Saga chucked KBAI Bellingham license

Saga Communications requested the cancellation of the license of 930 KBAI/Bellingham. The station’s Classic Hits “98.9 K-BAY” format moves to 98.9 K255DC and 92.9 KISM-HD3.

Saga kicked the AM to the curb with a shout-out on Facebook on March 15: 98.9 K-BAY is happy to announce that we will be transitioning away from our AM signal tonight at 8am and implementing HD listening at 92.9 KISM HD3, providing better quality and more reach for K-BAY listeners!
This move will not effect 98.9 FM or our online stream at
Happy listening!

Author: Jason Remington

Creator, Admin, & Editor of QZVX, former broadcaster at KTOY FM/Tacoma, KVAC/Forks , KDFL/Sumner, KTTX & KWHI FM/Brenham (TX), KONP/Port Angeles, KBAM/Longview, KJUN/Puyallup, KRPM FM/Tacoma, KAMT/Tacoma, KASY/Auburn, KBRD FM/Tacoma, KTAC/Tacoma, KMTT FM/Tacoma, and KOOL FM/Phoenix. -- Airchecks

3 thoughts on “Saga chucked KBAI Bellingham license

  1. Station operators can switch the originating source feeding the translator to the HD side bands of a co-owned station. It’s a license application and approval process. Yet another loophole that gets utilized frequently. See the Aberdeen/Hoquiam market. For example Jodesha Broadcasting utilized the HD 2,3,4 to feed various FM translator licenses and brands each as a separate product on air. Whether or not some of these stations (operators besides Jodesha, I have no idea how their translators are actually fed) are actually feeding the translators with an over the air signal is sort of an open question, they may be fed with an I.P. based STL, data circuit, RF path etc. Although technically they’re supposed to be fed with the HD source. There may be some more info regarding this subject someone else can elaborate on.

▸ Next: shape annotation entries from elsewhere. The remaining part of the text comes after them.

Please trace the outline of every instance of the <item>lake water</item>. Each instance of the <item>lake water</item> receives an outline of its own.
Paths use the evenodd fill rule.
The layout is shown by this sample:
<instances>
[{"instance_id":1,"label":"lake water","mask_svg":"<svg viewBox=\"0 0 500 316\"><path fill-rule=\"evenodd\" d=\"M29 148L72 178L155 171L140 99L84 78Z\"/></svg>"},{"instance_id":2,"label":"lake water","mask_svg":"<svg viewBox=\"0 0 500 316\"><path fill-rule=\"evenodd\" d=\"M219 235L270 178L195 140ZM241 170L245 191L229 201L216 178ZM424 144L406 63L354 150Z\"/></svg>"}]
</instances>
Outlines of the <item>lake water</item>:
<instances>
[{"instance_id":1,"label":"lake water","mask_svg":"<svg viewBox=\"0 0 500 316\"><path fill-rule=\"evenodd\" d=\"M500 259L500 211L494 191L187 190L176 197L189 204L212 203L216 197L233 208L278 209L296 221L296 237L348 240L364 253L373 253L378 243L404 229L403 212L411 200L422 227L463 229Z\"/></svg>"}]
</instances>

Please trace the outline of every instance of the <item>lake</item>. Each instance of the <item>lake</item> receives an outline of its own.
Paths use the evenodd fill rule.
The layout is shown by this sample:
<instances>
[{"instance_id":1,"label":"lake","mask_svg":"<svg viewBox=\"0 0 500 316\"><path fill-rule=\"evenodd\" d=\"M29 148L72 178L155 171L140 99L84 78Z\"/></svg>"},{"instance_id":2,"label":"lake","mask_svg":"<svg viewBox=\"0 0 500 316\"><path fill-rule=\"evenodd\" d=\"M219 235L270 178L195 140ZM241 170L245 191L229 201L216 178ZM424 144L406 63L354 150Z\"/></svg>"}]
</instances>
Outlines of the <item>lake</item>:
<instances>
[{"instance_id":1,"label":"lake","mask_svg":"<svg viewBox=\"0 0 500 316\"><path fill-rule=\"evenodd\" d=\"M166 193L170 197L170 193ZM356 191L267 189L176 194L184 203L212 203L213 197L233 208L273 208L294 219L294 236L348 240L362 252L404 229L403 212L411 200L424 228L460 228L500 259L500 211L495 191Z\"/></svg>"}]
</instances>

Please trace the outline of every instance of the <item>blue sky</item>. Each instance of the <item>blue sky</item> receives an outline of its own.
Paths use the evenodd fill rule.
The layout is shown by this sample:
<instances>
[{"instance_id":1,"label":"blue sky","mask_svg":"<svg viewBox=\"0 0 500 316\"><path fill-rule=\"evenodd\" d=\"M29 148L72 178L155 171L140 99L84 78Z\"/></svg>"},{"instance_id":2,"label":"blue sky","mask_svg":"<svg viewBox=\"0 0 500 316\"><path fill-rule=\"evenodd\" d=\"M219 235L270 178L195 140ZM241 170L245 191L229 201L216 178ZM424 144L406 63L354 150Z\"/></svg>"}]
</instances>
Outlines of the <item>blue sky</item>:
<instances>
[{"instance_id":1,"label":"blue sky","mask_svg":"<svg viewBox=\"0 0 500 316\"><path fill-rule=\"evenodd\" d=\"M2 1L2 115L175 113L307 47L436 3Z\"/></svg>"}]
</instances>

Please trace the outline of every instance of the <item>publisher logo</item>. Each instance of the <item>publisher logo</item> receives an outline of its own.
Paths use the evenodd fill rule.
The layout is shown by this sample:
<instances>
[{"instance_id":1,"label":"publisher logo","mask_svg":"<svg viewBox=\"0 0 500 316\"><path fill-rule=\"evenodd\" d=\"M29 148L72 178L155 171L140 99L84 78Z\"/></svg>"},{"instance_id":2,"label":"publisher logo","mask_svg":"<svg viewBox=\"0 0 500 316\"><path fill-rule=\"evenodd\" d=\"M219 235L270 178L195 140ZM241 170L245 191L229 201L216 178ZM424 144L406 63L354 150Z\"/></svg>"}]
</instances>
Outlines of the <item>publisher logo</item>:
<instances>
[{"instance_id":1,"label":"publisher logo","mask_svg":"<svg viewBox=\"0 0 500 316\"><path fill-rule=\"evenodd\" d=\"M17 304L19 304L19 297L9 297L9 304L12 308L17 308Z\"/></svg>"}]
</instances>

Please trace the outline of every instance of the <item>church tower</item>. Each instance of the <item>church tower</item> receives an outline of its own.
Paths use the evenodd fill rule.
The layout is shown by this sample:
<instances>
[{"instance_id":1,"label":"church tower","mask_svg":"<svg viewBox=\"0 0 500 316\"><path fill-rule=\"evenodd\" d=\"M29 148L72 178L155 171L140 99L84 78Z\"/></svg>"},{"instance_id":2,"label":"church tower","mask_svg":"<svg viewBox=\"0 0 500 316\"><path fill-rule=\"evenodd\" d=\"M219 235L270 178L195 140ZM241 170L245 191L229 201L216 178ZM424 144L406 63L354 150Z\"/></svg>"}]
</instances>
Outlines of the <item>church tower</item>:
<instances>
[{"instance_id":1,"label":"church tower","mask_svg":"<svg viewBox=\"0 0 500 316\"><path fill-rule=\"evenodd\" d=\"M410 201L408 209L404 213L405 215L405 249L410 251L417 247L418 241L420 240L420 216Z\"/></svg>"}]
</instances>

  2. That is the station SAGA purchased from my partners and I back in 1998. The sale closed (FCC approval) in 1999. After 25 years they pulled the plug on the AM side. After SAGA bought it they tried Hot Country with the call letters KIXT (KIX Country). Hot country, trying to lower the demographic on an AM in that era of FM, did not work. We had programmed more classic country because 35 to 54 years olds and older would still listen to AM back then. Then they changed calls to KBAI (tied to Bellingham Bay) and did a sort of music of your life format. Before long they bagged that for liberal talk (which fizzled in liberal Bellingham), and then they went with the current format (Classic Hits) which is sort of mellow oldies with a very tight playlist of probably mainly ’80s hits. All run off a computer, none of the songs are announced, very few spots, no regular news, no weather and lots of short station liners. Many of their liners seem like they are targeting younger folk than what would seem typical of the era of the music. As it turns out, SAGA had the station longer than anyone before. Tom Haveman put it on the air in 1958 and ran it for about 9 years until financial problems shut the doors. Fred Danz of SRO put it back on the air in 1968 and he ran it for 17 years. My company, Bellingham Broadcasting Corp purchased it from Danz in 1985 and sold it after 14 years when SAGA took control in spring 1999.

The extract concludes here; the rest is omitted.